"I travel all the time," chirps Beck Hansen, the sprightly 47-year-old who has just released the most upbeat album of his career, and, possibly, the year.
"I've had a life of travelling long distances ... there are really not a lot of places I haven't been on tour."
Which is just as well: Beck has been confirmed as the headliner of the second outing of Auckland City Limits, returning to Western Springs on March 3 next year.
He headlines a bill that also includes Grace Jones, The Avalanches, Justice, Phoenix, Peking Duk and The Libertines.
It's already a stacked line-up, even with a second announcement due before the end of the year.
But for the festival's promoter Campbell Smith, Beck is the big one. Beck is a coup, Smith's white whale, an artist he's adored and wanted to bring to New Zealand for years.
He tried to reel him in for ACL's 2016 debut but couldn't quite land him.
But Smith says Beck's the perfect headliner for the festival's second leg, following on from Kendrick Lamar at the first.
"Artists that really kill festivals are the guys that go, 'You know what? I'm going to pull in as many people as I possibly can to have them focused on me, so that by the end of my set the entire place is concentrating on what I'm doing'," says Smith.
"He's one of those artists. He's got the hits, he hasn't been here for 20 years ... he's got a hot new band, and the record's just come out and ... it's an up tempo, really summery-sounding record. I'm really happy about that."
Campbell's talking about Colors, Beck's 13th album that takes a completely different route to his Grammy-winning 2014 effort Morning Phase, an album that had a feet-up-on-the-porch-at-sunset feel to it.
Colors shimmers like a summer heatwave. It might have been controversial with critics but there's no denying that a festival is the place to see dayglow pop stunners like Wow, Up All Night and Dreams play out live.
Beck, alongside big name pop producer Greg Kurstin, says it's exactly the kind of record he wanted to make. But to get there, he had to embark on a bit of a musical journey, one he thinks probably started more than a decade ago.

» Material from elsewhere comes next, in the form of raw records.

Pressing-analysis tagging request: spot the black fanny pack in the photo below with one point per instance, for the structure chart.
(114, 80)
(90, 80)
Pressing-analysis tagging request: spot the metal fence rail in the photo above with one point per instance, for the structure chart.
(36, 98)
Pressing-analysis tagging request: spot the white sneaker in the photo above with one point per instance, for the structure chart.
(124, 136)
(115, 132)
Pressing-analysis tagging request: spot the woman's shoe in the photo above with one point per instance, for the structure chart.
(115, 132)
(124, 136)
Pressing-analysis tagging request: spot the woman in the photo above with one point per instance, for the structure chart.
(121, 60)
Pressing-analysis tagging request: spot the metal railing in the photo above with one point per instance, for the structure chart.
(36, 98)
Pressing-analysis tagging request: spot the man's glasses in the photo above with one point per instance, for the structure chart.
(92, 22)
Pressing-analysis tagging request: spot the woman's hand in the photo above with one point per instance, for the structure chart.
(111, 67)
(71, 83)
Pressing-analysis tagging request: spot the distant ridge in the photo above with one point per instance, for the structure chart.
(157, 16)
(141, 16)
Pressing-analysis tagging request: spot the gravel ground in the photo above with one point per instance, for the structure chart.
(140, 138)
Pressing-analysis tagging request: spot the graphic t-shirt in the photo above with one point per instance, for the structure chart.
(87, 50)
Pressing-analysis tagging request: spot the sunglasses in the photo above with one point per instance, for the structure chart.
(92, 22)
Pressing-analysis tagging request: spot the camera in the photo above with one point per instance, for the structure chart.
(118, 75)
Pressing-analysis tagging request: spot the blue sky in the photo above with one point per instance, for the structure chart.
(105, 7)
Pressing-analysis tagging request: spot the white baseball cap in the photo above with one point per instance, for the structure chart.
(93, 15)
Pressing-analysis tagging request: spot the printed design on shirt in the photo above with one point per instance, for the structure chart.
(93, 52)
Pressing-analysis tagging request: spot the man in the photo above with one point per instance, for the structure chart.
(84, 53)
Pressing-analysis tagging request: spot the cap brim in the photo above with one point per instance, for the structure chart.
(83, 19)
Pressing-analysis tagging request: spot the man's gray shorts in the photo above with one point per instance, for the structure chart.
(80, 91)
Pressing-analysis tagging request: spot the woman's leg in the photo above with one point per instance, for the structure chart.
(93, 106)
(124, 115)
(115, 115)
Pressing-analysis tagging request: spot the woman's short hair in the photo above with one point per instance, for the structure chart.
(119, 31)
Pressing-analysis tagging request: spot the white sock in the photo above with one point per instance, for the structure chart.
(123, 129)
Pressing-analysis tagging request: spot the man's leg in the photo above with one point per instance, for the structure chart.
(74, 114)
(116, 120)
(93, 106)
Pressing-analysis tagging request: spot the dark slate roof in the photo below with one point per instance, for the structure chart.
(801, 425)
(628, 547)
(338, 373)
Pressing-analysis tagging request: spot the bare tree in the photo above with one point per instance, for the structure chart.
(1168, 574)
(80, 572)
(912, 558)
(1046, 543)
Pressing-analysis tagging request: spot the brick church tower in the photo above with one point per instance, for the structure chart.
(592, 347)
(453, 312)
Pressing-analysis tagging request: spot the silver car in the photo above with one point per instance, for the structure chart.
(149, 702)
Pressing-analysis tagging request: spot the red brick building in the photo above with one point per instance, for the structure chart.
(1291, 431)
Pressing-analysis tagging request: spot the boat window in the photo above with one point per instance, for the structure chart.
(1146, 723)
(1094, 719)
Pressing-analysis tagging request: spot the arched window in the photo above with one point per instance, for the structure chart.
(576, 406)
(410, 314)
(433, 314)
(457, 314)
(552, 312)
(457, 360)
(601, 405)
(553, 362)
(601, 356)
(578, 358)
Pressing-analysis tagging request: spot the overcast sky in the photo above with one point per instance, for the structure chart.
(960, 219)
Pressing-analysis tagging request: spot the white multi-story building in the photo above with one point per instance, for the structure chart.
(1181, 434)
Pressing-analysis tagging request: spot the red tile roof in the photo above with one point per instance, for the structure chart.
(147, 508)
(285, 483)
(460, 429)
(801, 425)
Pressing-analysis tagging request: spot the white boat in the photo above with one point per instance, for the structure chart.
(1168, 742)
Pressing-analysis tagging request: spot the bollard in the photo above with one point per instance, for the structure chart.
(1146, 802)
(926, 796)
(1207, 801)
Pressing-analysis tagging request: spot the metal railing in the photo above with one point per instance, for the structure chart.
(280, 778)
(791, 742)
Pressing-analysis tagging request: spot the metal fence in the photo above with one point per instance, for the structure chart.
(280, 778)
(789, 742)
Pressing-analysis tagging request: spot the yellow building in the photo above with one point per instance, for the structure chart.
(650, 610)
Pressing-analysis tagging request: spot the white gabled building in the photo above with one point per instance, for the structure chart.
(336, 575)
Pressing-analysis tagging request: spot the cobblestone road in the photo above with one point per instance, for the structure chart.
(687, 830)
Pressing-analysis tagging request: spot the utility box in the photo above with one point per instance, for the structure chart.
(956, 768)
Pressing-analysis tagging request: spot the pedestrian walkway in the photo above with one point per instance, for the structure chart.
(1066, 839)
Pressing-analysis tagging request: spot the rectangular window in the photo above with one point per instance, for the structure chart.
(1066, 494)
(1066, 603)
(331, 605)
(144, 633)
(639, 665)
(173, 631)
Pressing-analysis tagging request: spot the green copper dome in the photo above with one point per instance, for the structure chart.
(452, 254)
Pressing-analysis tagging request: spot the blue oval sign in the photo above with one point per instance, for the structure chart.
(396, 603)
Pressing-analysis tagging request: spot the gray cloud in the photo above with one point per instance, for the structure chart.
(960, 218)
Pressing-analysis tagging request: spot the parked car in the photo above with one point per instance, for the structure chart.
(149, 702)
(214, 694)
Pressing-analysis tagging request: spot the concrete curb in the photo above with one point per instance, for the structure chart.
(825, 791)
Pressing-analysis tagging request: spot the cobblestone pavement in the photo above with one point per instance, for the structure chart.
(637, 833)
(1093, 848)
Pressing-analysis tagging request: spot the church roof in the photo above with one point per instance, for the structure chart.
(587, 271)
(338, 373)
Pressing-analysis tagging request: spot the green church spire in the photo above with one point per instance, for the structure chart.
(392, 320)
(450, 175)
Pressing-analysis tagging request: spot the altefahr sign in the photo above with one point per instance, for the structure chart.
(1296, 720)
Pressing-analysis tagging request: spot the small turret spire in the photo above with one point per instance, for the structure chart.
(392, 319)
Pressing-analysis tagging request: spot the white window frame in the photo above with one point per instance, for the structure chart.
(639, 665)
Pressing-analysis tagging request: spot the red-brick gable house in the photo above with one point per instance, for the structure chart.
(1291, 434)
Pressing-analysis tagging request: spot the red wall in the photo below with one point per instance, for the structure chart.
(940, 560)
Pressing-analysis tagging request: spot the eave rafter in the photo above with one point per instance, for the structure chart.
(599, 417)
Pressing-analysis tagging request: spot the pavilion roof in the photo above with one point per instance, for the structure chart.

"I had made a bunch of different kind of music leading up to this. I did The Information, which was more experimental, a bit thrown together, like creating a beautiful mess," he says.
"Modern Guilt is something we did quickly. It's kind of dark, it has a closed feeling to it. Then I made a bunch of music that was much more experimental ... then I was working on Morning Phase, which was much more of a quiet and contemplative personal record."
Colors was Beck's response to all of that, one that felt like "complete freedom".
"I wanted to hear something bold and bright and unapologetically exuberant. So when it came to working on this, it felt like it would be fresh and new and clear and strong and it's just where I wanted to live musically for a while."
He lived there for a long time. Colors was "pretty much done" when Kanye West interrupted his Grammy Award acceptance speech way back in 2015.
So why the long wait to put it out?
"I was pretty stubborn where I kept working on it till it got more and more finished ... There's that little thing inside you when you know that it is what it should be."
Beck's been hitting the road for it, testing material with an opening slot for U2's recent stadium shows.
And there's good news for fans heading along to his New Zealand show: Beck says he'll be playing plenty of his back catalogue at Auckland City Limits, promising a set spanning the length of his career.
"There are certain [songs] that are feeling good this year, songs like Loser, Where It's At and E-Pro," he says.
"Those songs continue to just be in the set all the time, we've been playing a song called Go It Alone a lot, we've been playing Wow from the new record quite a bit, and Black Tamborine is always a good one to play live.
"We play a mix of lesser known things and the things all the fans know."
And yes, he'll be getting on that plane. "I'm sure we will be there," declares Beck, before hanging up the phone. Hopefully to go pack his bags and prepare for take off.